Thu 15 Jun 23
A ground-breaking new project will seek to reduce civilian harm in war by addressing a legal blind-spot which fails to account for the cumulative impact of military action.
The Essex Armed Conflict and Crisis Hub is set to lead the £1.5million project, which will be supported by institutes and organisations across the world.
International law currently regulates individual military operations which could lead to disproportionate casualties but does not adequately consider the cumulative impact of multiple attacks.
This gap in the law fails to account for both the direct impact of civilian casualties, and indirect, such as infrastructure collapse, socio-economic decline and societal trauma.
The team, led by Professor Noam Lubell, of Essex Law School, will seek to address this loophole by drawing up a robust legal and policy framework which can be used by military and decision-makers in future conflicts.
Professor Lubell said: “There is a troubling disparity between the legal focus on damage and casualties caused in individual attacks, as opposed to the concerns of the affected population and public at large with the overall harm caused during war.

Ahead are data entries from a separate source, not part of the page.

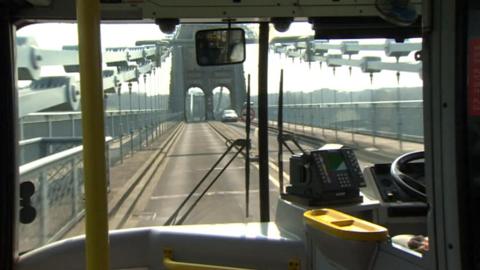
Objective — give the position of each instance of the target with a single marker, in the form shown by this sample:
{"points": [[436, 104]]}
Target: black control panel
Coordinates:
{"points": [[382, 185], [327, 174]]}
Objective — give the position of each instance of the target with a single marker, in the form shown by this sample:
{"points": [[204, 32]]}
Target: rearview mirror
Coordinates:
{"points": [[220, 46]]}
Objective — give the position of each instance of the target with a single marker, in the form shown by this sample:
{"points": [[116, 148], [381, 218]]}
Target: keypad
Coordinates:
{"points": [[344, 180]]}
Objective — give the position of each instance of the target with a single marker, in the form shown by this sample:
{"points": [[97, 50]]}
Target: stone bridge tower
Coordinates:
{"points": [[186, 74]]}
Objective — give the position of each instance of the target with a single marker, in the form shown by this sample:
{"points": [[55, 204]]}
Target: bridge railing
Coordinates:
{"points": [[55, 164], [131, 130], [401, 120], [58, 197]]}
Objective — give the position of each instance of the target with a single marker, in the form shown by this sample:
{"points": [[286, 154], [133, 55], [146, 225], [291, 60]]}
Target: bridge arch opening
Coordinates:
{"points": [[195, 105], [222, 100]]}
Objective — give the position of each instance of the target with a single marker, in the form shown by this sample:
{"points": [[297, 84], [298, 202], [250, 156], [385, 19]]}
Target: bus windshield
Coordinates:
{"points": [[171, 124]]}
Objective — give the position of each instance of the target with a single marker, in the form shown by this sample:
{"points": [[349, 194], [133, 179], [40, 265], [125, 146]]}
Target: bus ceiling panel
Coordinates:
{"points": [[212, 10]]}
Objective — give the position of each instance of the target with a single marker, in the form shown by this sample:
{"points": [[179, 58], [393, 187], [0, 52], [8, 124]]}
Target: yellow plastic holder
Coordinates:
{"points": [[344, 226], [338, 239]]}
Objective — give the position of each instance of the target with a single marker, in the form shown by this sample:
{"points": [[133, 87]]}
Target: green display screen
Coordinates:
{"points": [[334, 161]]}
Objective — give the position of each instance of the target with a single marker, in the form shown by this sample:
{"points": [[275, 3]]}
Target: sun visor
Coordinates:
{"points": [[362, 27]]}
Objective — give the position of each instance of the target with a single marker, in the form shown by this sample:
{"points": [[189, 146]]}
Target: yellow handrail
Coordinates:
{"points": [[96, 229], [170, 264]]}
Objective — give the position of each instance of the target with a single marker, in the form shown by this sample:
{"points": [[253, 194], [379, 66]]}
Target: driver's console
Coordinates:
{"points": [[400, 209]]}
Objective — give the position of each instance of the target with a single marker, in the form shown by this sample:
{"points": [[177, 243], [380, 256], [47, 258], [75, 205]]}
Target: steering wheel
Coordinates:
{"points": [[407, 182]]}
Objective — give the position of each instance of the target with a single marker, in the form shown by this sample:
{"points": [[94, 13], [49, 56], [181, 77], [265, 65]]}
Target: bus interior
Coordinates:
{"points": [[239, 134]]}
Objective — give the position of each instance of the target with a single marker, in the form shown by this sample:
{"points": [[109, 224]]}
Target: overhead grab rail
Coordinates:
{"points": [[170, 264]]}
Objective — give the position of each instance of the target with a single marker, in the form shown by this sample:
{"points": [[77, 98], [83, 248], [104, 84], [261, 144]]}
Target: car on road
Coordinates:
{"points": [[229, 116]]}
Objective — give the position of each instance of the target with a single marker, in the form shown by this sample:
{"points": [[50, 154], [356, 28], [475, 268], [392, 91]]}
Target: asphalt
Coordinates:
{"points": [[191, 157]]}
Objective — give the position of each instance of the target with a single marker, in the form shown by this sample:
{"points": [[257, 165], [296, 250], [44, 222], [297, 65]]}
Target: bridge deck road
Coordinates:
{"points": [[192, 155]]}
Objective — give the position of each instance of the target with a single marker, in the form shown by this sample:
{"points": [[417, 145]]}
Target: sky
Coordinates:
{"points": [[297, 76]]}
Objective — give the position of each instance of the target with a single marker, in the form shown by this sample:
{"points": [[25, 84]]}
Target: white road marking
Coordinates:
{"points": [[212, 193]]}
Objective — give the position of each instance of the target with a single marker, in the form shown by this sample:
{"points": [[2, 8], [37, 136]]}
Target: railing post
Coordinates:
{"points": [[44, 207], [76, 187], [311, 112], [21, 126], [72, 122], [374, 124], [354, 123], [50, 134], [145, 109], [120, 115], [353, 118]]}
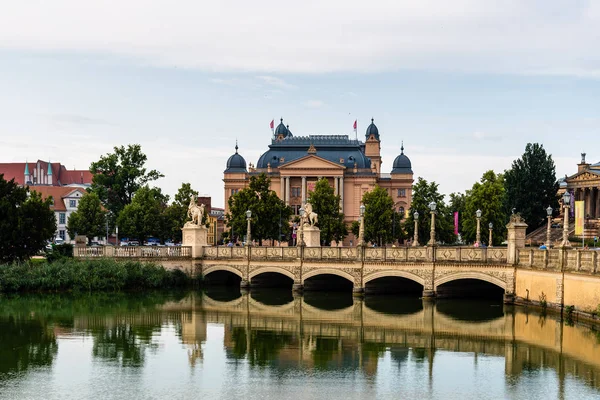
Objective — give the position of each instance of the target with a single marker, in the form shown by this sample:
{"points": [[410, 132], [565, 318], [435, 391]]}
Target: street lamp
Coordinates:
{"points": [[361, 230], [416, 239], [478, 236], [549, 212], [432, 206], [300, 240], [248, 237], [566, 206]]}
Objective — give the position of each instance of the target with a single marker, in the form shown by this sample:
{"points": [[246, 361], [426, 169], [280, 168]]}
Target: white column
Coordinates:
{"points": [[303, 190], [287, 190]]}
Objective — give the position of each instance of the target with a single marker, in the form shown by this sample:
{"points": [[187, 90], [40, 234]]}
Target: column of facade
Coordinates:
{"points": [[303, 190]]}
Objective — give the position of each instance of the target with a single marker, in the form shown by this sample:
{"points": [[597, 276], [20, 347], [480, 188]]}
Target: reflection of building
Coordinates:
{"points": [[585, 186], [352, 167]]}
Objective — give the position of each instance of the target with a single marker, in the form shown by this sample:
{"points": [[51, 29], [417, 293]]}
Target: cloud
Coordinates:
{"points": [[523, 37], [314, 103]]}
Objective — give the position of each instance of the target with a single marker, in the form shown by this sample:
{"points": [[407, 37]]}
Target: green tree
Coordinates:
{"points": [[327, 205], [488, 195], [176, 213], [89, 219], [26, 221], [144, 217], [423, 194], [531, 185], [267, 211], [379, 216], [118, 175]]}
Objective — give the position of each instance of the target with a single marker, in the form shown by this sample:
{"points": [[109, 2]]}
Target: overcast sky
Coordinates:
{"points": [[465, 83]]}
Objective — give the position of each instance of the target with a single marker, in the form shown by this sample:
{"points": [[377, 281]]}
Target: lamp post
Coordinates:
{"points": [[566, 205], [549, 212], [478, 236], [432, 206], [416, 239], [300, 240], [248, 236], [361, 229]]}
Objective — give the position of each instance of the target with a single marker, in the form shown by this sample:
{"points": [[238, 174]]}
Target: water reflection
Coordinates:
{"points": [[315, 333]]}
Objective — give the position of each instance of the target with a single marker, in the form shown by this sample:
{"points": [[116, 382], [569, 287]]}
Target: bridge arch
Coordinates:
{"points": [[470, 275], [394, 273], [327, 271], [277, 270], [206, 271]]}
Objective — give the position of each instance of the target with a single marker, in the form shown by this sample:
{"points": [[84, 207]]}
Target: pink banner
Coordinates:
{"points": [[456, 222]]}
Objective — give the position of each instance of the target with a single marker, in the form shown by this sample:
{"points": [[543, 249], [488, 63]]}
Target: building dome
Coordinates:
{"points": [[282, 130], [372, 130], [402, 163], [236, 162]]}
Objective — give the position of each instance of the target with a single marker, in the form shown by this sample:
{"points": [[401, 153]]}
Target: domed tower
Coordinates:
{"points": [[235, 176], [373, 147]]}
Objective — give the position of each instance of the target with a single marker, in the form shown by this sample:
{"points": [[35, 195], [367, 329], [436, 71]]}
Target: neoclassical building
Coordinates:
{"points": [[352, 167]]}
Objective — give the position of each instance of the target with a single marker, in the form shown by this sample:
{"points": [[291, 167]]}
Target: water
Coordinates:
{"points": [[270, 345]]}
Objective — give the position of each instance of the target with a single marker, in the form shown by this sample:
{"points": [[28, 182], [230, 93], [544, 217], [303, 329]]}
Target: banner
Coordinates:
{"points": [[456, 223], [579, 215]]}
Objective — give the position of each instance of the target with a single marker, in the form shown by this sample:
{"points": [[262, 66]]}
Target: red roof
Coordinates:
{"points": [[57, 193], [61, 175]]}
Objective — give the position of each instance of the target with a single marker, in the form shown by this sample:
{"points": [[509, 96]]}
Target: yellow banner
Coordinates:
{"points": [[579, 215]]}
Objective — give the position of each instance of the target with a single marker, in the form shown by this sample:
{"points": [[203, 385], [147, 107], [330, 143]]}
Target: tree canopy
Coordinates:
{"points": [[268, 211], [488, 195], [144, 216], [327, 205], [26, 221], [423, 194], [531, 185], [117, 176], [89, 219]]}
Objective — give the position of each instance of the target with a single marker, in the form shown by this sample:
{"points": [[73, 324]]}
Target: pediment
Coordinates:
{"points": [[311, 162]]}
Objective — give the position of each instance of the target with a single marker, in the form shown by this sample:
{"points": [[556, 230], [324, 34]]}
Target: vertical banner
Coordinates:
{"points": [[456, 223], [579, 211]]}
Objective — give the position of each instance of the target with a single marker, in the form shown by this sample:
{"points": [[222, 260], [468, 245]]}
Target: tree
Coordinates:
{"points": [[26, 221], [423, 194], [89, 219], [488, 195], [176, 213], [327, 205], [379, 216], [118, 175], [268, 211], [144, 217], [531, 185]]}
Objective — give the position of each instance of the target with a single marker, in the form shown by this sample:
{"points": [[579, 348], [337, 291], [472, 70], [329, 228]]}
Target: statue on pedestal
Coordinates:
{"points": [[195, 212]]}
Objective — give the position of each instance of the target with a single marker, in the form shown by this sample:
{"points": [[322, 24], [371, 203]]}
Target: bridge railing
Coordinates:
{"points": [[575, 260]]}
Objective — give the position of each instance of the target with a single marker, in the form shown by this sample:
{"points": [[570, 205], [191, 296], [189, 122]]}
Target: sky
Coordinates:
{"points": [[465, 84]]}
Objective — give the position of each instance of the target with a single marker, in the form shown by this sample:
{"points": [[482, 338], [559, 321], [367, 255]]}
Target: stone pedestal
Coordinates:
{"points": [[516, 238], [196, 237], [312, 236]]}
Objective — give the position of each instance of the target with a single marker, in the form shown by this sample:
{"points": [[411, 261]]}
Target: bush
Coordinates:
{"points": [[69, 274]]}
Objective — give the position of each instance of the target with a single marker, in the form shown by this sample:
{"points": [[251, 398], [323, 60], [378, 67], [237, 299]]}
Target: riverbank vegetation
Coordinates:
{"points": [[69, 274]]}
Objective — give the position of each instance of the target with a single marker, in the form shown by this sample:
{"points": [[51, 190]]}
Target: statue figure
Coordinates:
{"points": [[196, 212], [309, 218]]}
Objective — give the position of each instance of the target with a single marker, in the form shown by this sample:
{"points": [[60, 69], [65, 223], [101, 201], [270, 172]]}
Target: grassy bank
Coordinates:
{"points": [[70, 274]]}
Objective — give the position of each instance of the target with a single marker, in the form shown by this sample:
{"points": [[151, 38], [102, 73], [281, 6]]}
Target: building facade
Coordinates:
{"points": [[352, 167]]}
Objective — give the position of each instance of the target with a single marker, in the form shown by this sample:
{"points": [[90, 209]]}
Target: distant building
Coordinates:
{"points": [[352, 167], [45, 173]]}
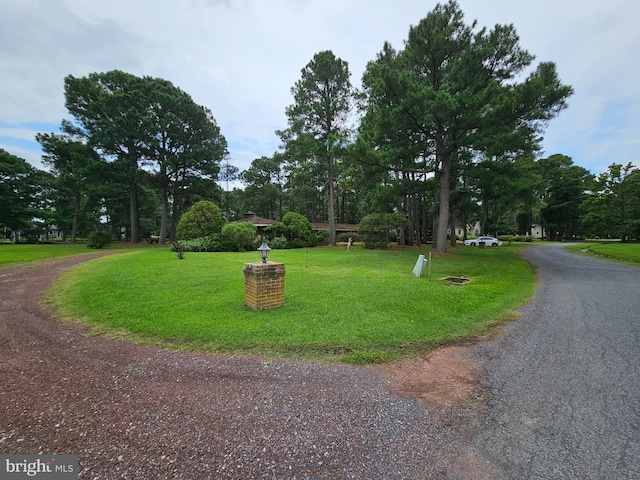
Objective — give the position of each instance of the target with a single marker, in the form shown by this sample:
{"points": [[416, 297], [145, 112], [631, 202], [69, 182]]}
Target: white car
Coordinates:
{"points": [[488, 241]]}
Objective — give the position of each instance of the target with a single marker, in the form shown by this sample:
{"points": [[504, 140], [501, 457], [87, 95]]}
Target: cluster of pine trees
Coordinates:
{"points": [[445, 132]]}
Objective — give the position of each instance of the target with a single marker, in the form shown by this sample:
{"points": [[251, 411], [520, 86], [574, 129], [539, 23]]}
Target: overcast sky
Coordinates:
{"points": [[240, 58]]}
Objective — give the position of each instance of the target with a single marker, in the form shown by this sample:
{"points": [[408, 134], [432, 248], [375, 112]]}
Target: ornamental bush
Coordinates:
{"points": [[376, 228], [203, 219], [238, 237], [98, 239]]}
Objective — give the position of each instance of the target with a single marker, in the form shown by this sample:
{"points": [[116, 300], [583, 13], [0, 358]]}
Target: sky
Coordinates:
{"points": [[240, 59]]}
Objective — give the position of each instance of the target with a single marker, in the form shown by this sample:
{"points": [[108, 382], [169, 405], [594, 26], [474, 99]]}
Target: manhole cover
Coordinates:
{"points": [[457, 280]]}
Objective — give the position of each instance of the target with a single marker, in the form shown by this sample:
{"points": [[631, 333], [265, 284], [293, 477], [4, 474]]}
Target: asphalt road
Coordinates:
{"points": [[565, 379]]}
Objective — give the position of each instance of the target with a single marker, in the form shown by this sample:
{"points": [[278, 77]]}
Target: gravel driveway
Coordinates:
{"points": [[555, 396], [141, 412], [565, 378]]}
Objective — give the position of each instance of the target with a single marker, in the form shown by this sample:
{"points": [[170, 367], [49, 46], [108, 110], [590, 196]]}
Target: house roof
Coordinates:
{"points": [[257, 221], [340, 227]]}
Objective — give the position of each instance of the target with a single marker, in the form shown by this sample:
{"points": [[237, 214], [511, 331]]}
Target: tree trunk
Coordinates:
{"points": [[443, 197], [332, 216], [165, 205], [76, 215], [452, 227], [134, 212]]}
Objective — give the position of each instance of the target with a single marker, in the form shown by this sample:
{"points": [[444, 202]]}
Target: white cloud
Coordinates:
{"points": [[241, 57]]}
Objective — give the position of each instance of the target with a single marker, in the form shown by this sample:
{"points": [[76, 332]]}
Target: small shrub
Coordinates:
{"points": [[98, 239], [201, 220], [179, 249], [204, 244]]}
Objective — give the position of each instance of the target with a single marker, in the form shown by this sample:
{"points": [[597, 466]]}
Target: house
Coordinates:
{"points": [[537, 231], [473, 230], [340, 228], [260, 222]]}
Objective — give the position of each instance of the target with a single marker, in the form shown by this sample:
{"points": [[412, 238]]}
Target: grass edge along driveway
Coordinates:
{"points": [[359, 307]]}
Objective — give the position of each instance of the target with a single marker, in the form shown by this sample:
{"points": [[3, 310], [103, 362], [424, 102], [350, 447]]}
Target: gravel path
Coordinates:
{"points": [[140, 412], [565, 378]]}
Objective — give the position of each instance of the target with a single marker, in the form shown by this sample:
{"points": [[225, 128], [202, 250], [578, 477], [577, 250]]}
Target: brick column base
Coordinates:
{"points": [[263, 285]]}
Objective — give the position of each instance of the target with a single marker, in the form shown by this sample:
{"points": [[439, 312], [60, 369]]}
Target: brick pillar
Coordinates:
{"points": [[263, 285]]}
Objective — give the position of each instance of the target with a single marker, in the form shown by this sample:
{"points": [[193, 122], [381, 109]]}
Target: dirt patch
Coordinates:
{"points": [[133, 411], [448, 376]]}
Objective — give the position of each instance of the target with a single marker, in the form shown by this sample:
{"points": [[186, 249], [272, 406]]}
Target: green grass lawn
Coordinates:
{"points": [[623, 252], [363, 306], [21, 253]]}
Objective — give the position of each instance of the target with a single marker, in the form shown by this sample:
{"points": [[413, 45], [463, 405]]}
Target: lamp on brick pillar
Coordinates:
{"points": [[264, 250], [264, 282]]}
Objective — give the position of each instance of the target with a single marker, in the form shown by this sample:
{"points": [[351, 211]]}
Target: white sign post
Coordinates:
{"points": [[417, 270]]}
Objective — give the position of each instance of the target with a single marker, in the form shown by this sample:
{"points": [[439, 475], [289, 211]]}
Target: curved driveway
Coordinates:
{"points": [[565, 378]]}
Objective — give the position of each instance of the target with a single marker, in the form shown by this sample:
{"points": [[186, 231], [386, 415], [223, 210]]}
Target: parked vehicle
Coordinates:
{"points": [[488, 241]]}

“This lack of a regulatory framework for addressing cumulative harm not only leaves some of the worst aspects of war unaddressed, but also presents a challenge to decision-makers who are in need of better guidance on this matter.
“Our project seeks to address this gap by developing a legal and policy framework to minimise cumulative civilian harm in war.”
The three-year project is being funded by the UKRI-SBE and will be called Cumulative Civilian Harm in War: Addressing the Hidden Human Toll of the Law's Blind Spot.
It will involve fieldwork, surveys and direct engagement with governments, militaries, and civil society organisations.
A key focus will be on the practice of the UK, US and Israel and the impact conflicts have had on Iraq and Gaza.
The investigating team brings together an interdisciplinary team of leading international experts in law, political science, ethics, and national security. It includes Professor Janina Dill (University of Oxford), Professors Anna Cave, Mitt Regan, David Luban, Todd Huntley (Georgetown University), Professor Mara Revkin (Duke University), and Professor Amichai Cohen (the Israel Democracy Institute).